I've got a GNU makefile executed with gmake, and I'm having problems with a linker switch.

According to the Binutils change logs (grab a copy of the latest binutils at http://ftp.gnu.org/gnu/binutils/):


> ld/ChangeLog-0203, --exclude-libs first appeared (Smith's 05/2002 comments).
> ld/ChangeLog-2004, --exclude-libs was tuned (and the PE target was removed) (Jacobowitz's 10/2004 comments).

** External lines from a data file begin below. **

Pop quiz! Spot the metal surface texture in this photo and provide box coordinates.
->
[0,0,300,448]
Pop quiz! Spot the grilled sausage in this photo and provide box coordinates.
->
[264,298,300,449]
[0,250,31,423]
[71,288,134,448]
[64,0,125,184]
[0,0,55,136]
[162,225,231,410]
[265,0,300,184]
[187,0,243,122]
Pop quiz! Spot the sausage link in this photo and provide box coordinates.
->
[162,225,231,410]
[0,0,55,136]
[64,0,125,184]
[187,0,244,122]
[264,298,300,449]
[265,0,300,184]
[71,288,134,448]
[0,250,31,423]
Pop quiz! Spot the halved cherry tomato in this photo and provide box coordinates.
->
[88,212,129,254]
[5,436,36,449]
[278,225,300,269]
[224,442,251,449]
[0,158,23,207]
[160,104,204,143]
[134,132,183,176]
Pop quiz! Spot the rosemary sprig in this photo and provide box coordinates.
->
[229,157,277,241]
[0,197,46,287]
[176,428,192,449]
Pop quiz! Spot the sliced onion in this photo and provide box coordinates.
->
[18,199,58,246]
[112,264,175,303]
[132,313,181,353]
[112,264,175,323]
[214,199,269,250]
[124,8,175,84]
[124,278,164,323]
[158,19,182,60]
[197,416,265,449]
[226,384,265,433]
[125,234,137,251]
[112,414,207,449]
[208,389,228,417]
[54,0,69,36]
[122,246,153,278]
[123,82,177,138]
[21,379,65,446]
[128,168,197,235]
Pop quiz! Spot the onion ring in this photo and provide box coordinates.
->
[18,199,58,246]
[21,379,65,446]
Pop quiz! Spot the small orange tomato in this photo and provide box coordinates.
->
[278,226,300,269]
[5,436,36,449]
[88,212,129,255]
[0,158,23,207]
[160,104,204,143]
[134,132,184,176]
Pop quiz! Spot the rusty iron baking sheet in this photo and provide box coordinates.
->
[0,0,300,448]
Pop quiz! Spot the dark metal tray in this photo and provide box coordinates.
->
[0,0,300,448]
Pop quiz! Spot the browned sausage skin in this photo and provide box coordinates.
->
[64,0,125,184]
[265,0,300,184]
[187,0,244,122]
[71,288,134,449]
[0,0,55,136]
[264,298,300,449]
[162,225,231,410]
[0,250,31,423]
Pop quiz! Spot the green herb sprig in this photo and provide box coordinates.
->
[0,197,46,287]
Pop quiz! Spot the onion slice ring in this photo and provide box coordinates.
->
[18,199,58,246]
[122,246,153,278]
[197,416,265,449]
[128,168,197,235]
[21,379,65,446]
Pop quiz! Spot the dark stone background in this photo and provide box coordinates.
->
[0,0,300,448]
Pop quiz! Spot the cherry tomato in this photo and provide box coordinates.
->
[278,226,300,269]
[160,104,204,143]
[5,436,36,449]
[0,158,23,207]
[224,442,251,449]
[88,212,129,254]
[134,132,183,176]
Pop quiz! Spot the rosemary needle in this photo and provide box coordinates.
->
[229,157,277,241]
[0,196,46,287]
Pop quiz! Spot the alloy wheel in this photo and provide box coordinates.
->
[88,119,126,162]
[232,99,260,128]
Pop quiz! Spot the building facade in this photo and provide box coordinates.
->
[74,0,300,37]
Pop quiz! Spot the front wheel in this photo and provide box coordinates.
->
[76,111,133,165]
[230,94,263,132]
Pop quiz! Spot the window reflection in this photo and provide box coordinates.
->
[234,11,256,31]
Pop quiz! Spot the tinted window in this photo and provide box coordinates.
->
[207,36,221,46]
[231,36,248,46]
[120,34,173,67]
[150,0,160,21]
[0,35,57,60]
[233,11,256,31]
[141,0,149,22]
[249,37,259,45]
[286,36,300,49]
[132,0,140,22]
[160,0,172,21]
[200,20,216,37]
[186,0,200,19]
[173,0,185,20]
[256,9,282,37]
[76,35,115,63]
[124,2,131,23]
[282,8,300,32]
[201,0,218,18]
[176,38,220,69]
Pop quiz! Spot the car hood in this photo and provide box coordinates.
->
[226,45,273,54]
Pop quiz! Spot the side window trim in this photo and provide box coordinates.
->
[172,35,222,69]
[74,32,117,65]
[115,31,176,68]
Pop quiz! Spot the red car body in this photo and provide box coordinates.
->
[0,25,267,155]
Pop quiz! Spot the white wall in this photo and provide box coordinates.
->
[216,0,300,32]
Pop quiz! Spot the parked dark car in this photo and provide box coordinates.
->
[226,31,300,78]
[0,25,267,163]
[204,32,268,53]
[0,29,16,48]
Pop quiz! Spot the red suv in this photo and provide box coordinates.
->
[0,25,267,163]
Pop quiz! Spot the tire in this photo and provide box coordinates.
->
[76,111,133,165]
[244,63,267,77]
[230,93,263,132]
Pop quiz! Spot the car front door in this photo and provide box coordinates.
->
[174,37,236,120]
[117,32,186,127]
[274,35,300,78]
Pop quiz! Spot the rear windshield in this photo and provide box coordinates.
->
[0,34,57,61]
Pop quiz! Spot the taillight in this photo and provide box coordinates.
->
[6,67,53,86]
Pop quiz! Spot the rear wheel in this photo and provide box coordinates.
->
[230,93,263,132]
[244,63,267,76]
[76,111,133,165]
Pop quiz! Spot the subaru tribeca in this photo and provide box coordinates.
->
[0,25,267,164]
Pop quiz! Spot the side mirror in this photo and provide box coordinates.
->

Based on the dates, I believe Binutils 2.12 (and above) should support --exclude-libs.

FreeBSD 8.2 ships with version 2.15:

```
$ ld --version
GNU ld version 2.15 [FreeBSD] 2004-05-23
Copyright 2002 Free Software Foundation, Inc.
```

However, when it comes time to perform final linking of a shared object (DSO), the link fails because ld does not understand --exclude-libs.

Any ideas?

Jeff


----------



## noloader (Sep 13, 2011)

Forgot to mention.... Here's why '--exclude-libs,ALL' useful. In the library below, we don't export *any* Crypto++ symbols, yet 7200 have crept into the export table:


```
[jeffrey@germain]$ $ uname -a
FreeBSD germain.home.pvt 8.2-RELEASE FreeBSD 8.2-RELEASE #0: Fri Feb 18 02:24:46 UTC 2011
     [email]root@almeida.cse.buffalo.edu[/email]:/usr/obj/usr/src/sys/GENERIC  i386
[jeffrey@germain]$ nm -D --extern-only --defined-only lib/libesapi-c++.so | grep -i cryptopp | wc -l
    7208
```


```
$ uname -a
Linux studio 2.6.32-33-generic #72-Ubuntu SMP Fri Jul 29 21:07:13 UTC
2011 x86_64 GNU/Linux
jeffrey@studio$ nm -D --extern-only --defined-only lib/libesapi-c++.so | grep -i cryptopp | wc -l
2
```


----------



## noloader (Sep 14, 2011)

Ian Lance Taylor (from the Binutils mailing list) kindly provided the information. Though the dates appear correct, my leap to Binutils 2.15 was wrong.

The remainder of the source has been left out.